AVIS: Adaptive Test-Time Scaling for Vision-Language Models
Summary
AVIS, an Adaptive Visual Inference Scaling policy, addresses the prohibitive inference costs of modern Vision-Language Models (VLMs) that arise from large visual contexts and extensive decoding chains. Unlike existing methods that optimize Visual Context Scaling (VCS) or Visual Reasoning Scaling (VRS) independently, AVIS adaptively scales both axes per query. For VCS, AVIS employs Key Diversity Visual (KDV) pruning, a training-free O(N) key-based rule that removes redundant visual tokens before prefilling. For VRS, it uses adaptive self-consistency, leveraging a learned difficulty predictor to determine the number of reasoning rollouts. AVIS is designed for deployment, supporting shared-prefill inference where rollouts reuse a single prefilling pass and KV cache. Benchmarking across diverse image and video reasoning tasks shows AVIS improves the accuracy-compute trade-off over VCS-only and VRS-only baselines, maintaining effectiveness even with RL post-trained VLMs while minimizing compute and latency.
Key takeaway
For Machine Learning Engineers optimizing Vision-Language Model inference, AVIS offers a critical approach to reduce compute and latency. If you are struggling with high costs from large visual contexts or extensive decoding chains, consider implementing AVIS's adaptive scaling of both visual context and reasoning. This method improves your accuracy-compute trade-off, even with RL post-trained VLMs, by efficiently managing visual tokens and reasoning rollouts.
Key insights
AVIS adaptively scales visual context and reasoning for VLMs, significantly reducing inference cost while improving accuracy.
Principles
- Inference cost in VLMs stems from visual context and reasoning search.

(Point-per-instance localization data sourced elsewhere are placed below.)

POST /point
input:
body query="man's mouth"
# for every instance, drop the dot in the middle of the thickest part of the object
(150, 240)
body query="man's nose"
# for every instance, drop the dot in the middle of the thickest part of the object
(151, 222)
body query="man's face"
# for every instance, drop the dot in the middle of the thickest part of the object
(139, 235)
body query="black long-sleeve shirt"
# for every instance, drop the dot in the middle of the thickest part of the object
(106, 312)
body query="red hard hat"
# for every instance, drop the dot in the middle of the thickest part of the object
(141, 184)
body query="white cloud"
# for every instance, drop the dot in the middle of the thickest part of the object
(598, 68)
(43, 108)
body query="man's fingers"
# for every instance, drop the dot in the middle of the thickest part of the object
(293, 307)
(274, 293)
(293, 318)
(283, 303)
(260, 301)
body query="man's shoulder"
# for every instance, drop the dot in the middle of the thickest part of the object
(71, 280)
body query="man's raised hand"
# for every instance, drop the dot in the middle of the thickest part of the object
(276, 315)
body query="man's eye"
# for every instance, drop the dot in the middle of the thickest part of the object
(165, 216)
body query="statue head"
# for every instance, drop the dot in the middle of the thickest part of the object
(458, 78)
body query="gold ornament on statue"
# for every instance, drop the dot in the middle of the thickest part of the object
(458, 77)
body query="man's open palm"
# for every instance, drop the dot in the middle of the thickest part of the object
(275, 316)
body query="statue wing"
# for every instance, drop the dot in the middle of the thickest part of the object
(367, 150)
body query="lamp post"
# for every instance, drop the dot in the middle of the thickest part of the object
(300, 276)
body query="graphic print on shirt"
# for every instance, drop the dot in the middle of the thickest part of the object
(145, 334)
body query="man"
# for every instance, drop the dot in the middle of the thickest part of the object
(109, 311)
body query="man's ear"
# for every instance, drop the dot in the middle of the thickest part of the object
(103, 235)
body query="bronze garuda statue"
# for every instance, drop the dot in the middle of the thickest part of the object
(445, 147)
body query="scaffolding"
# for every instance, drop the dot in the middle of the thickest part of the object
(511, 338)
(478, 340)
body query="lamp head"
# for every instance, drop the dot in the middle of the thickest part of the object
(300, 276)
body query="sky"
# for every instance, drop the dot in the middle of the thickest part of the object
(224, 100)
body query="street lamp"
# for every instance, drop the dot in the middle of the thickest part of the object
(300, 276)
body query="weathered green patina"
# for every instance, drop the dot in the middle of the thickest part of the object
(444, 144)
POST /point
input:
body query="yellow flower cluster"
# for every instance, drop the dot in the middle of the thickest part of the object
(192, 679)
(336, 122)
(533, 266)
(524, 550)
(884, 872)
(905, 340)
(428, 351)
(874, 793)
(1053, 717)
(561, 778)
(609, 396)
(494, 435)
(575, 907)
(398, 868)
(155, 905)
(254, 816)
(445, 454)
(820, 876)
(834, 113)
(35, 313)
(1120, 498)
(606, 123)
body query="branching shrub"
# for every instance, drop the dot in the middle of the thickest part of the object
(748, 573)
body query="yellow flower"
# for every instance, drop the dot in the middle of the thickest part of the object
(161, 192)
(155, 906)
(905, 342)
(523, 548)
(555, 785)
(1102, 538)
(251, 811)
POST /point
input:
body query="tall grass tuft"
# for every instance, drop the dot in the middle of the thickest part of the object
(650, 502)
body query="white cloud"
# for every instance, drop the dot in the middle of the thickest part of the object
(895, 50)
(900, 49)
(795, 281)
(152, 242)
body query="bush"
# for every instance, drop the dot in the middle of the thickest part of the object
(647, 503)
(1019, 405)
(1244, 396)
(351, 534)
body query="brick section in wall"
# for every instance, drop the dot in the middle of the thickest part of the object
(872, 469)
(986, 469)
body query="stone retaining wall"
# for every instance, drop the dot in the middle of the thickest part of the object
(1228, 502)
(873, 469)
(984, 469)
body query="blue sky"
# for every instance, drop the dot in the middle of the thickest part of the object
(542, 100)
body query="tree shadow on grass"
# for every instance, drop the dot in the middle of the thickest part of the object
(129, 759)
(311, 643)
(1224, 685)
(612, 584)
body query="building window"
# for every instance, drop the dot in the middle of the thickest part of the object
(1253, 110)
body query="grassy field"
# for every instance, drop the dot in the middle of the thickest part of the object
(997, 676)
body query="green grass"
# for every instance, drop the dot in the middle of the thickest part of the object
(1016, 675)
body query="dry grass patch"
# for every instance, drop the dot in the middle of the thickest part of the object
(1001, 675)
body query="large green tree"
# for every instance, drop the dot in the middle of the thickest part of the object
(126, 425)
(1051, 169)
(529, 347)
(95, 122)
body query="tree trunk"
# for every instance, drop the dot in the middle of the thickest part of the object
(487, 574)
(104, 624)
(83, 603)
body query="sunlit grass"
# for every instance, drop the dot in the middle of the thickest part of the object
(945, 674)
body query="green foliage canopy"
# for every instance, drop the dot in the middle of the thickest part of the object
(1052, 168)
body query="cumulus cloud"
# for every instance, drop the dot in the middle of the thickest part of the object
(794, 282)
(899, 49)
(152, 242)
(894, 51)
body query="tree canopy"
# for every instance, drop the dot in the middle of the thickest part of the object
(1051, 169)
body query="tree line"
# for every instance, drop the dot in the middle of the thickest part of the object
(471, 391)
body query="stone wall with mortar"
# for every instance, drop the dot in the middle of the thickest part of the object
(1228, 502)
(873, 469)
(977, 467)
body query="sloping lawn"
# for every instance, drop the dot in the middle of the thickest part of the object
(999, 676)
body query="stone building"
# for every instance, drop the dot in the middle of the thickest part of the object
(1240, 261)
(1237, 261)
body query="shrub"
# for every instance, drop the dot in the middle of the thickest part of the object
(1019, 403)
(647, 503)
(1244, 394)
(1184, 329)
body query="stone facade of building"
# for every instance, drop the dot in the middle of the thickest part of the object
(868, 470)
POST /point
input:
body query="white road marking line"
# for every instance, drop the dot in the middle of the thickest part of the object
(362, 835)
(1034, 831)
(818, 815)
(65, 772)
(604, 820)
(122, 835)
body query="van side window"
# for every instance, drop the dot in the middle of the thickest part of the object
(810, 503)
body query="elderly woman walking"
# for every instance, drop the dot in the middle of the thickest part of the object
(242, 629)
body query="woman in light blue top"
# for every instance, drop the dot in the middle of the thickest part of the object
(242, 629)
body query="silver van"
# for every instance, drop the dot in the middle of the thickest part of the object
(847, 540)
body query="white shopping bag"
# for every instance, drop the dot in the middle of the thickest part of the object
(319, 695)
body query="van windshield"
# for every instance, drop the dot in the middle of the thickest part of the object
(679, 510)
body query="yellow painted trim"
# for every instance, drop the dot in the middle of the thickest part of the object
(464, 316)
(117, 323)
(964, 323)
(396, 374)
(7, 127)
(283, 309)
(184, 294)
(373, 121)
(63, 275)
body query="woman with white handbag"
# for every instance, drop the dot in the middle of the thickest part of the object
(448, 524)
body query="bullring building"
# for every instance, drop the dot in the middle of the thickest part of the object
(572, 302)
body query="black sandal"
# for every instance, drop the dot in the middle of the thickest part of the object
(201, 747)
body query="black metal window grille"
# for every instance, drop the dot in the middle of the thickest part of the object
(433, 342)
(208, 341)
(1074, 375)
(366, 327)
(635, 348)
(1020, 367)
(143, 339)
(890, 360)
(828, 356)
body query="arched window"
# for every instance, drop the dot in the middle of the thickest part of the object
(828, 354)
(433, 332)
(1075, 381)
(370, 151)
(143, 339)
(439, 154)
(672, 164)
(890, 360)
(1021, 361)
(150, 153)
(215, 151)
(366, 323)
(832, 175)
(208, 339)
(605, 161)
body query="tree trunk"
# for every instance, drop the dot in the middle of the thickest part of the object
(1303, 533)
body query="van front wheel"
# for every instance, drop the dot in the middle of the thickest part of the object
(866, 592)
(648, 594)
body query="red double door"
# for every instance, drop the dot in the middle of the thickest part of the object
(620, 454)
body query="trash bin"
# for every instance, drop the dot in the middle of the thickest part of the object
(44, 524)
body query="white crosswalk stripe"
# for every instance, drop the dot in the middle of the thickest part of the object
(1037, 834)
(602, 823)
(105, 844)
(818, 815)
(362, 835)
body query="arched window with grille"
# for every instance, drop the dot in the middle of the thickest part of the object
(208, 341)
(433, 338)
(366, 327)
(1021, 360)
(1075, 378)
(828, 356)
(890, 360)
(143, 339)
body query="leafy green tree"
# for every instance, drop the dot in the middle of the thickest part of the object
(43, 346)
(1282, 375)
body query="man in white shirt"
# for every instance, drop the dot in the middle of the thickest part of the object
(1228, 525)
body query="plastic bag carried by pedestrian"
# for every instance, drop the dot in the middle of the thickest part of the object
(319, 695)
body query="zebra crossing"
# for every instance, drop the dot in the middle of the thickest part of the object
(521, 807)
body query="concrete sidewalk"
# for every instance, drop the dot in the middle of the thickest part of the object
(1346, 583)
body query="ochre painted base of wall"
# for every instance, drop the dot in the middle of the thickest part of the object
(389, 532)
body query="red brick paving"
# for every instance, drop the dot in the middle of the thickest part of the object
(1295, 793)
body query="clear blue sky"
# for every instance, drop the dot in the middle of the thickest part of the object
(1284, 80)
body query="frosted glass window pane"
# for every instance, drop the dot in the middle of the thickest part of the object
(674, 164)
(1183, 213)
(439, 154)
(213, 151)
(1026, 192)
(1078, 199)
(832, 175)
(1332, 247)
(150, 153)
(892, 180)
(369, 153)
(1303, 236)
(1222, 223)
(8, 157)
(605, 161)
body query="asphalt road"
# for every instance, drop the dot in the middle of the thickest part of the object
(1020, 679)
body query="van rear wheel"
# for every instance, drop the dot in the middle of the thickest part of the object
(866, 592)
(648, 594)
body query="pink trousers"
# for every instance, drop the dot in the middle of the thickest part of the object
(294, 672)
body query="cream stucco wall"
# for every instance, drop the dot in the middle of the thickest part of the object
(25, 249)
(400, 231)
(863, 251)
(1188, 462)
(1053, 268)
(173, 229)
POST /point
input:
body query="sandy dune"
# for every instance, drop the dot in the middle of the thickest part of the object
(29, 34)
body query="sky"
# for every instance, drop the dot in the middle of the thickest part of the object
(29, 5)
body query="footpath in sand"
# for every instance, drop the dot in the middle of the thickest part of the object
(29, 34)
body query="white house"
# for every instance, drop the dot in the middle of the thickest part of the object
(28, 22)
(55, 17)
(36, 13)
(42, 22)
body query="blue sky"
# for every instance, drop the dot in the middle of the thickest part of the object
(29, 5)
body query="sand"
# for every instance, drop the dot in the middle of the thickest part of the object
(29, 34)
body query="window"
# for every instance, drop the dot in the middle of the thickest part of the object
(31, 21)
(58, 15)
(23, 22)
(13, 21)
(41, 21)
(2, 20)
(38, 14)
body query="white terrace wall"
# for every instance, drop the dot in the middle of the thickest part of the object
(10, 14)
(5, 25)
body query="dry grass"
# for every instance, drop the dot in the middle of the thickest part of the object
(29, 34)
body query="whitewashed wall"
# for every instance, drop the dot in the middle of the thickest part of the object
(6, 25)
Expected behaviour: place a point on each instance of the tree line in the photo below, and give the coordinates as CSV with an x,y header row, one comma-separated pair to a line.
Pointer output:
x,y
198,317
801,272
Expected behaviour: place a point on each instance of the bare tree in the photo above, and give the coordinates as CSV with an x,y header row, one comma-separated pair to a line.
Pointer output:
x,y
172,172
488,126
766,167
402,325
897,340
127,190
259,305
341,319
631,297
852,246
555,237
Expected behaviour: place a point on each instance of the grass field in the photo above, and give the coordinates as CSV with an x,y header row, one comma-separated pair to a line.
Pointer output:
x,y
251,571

- Jointly optimizing visual context and reasoning improves efficiency.
- Training-free pruning can reduce visual token redundancy.
Method
AVIS uses Key Diversity Visual (KDV) pruning for Visual Context Scaling (VCS) and adaptive self-consistency with a learned difficulty predictor for Visual Reasoning Scaling (VRS).
In practice
- Implement KDV pruning for efficient visual token handling.
- Use adaptive self-consistency to manage reasoning rollouts.
- Deploy AVIS with shared-prefill inference for VLM efficiency.
Topics
- Vision-Language Models
- Inference Optimization
- Adaptive Scaling
- Visual Context Scaling
- Visual Reasoning
- KDV Pruning
- Self-Consistency
Best for: AI Engineer, Research Scientist, AI Scientist, Machine Learning Engineer, Computer Vision Engineer
Related on AIssential
Editorial summary, takeaway, and curation by AIssential. Original article published by Artificial Intelligence.